Long-context prompting#

One can enrich a prompt to an LLM with a knowledge base, e.g. code snippets in the bio-image analysis context. This notebook demonstrates how to use such a knowledge-base for code generation.

from llm_utilities import prompt_scadsai_llm

First we define a knowledge base. This document is use-case-agnositic. We will use the same knowledge base independent from the task we’re trying to solve.

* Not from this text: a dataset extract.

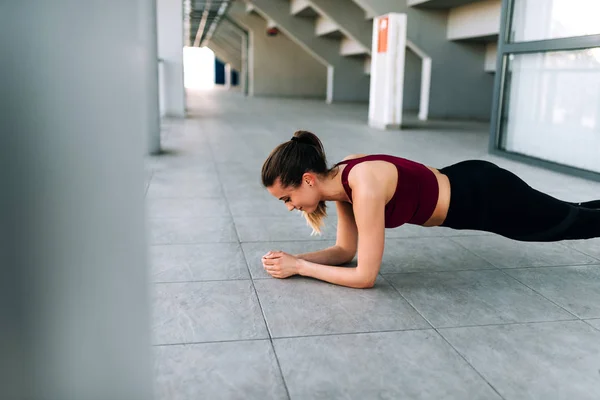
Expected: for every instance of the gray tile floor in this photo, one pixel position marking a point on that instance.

knowledge_base = """## Code snippets

You typically assemble code snippets when working with Python. The following snippets are given:

* When asked to segment nuclei, use the cellpose library like this:

```python
from cellpose import models

model = models.CellposeModel(gpu=False)
masks, flows, styles = model.eval(image, 
                                  batch_size=32, 
                                  flow_threshold=0.4, 
                                  cellprob_threshold=0.0,
                                  normalize={"tile_norm_blocksize": 0})
label_image = masks.astype(np.uint32)
```

* When asked to segment anything else but nuclei, use otsu-thresholding:

```python
from skimage.measure import label
from skimage.filters import threshold_otsu

# process the image
labeled = label(image > threshold_otsu(image))
```

*When asked to open an image, use this code:

```python
from skimage.io import imread, imsave

image = imread('image.tif')
```

* When asekd to visualize images, use this code at the very end of the code:

```python
import stackview
stackview.insight(image)
```

When writing code make sure the code is executable, 
e.g. make sure import statements are there and variables are named consistently.
"""

Next, we formulate the specific task at hand. In this example, we aim to develop a simple image processing workflow.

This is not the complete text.